I have adapted to the distinct use of Spanish here and am working on the cultural nuances of Argentina. The first thing people tend to ask me is “What do you like the most about Argentina?” Well, the culture here encourages people to have close relationships and be open to one another. Literally after four days of being in Córdoba, I was already getting invited to friends-of-friends’ houses for dinner, going to the park to drink maté (a cultural experience in itself) and being helped by people on the streets before getting lost. I now find myself greeting everyone with a kiss on the cheek and quickly giving up my seat on the bus … things that seemed so foreign to me when I first arrived.

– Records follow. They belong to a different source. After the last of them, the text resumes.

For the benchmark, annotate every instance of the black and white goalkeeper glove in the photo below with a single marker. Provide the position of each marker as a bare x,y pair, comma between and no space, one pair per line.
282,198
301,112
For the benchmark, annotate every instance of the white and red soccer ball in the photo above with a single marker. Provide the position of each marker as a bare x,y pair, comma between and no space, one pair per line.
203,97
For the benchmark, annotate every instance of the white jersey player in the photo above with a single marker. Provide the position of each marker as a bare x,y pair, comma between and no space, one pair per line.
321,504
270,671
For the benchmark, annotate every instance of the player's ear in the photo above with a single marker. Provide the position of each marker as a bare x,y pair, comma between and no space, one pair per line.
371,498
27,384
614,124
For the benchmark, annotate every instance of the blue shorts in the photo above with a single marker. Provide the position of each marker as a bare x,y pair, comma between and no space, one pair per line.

During my few short months here in Argentina. I have become much more independent, while still creating some of the closest bonds that I would have never expected. I thought before, “Okay, I have traveled a lot; studying abroad should not be that big of a challenge," but this was the first time I got on a plane completely alone or managed my grocery money; something an “independent” college student does not have to do when on board on campus.

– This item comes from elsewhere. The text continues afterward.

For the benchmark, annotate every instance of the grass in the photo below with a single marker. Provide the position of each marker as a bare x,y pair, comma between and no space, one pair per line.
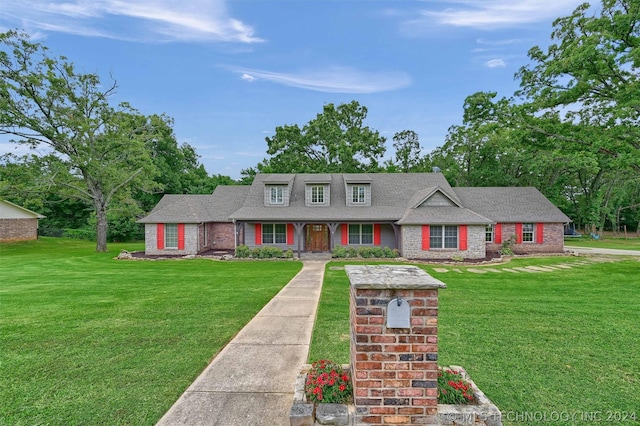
610,242
85,339
564,341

I have met so many great people along the way. One of the coolest things about studying abroad is having a fixed group of people who have the same interests as you: traveling, languages and adventure. The Argentine students are always excited to learn about us and ready to invite us out on the weekends. My parents tend to find themselves asking if I actually study here because I am constantly talking about new people that I have met and plans that I have with them for the following day.
Being in Argentina has liberated me from trying to fit my life into a perfect little box like I always did before. All of my mentors regretted not studying for the academic year, and I went with my gut instinct and took the dive in for another semester to better my Spanish and also work with an English teacher to help with her classes. I couldn't be more excited about what adventures are to come.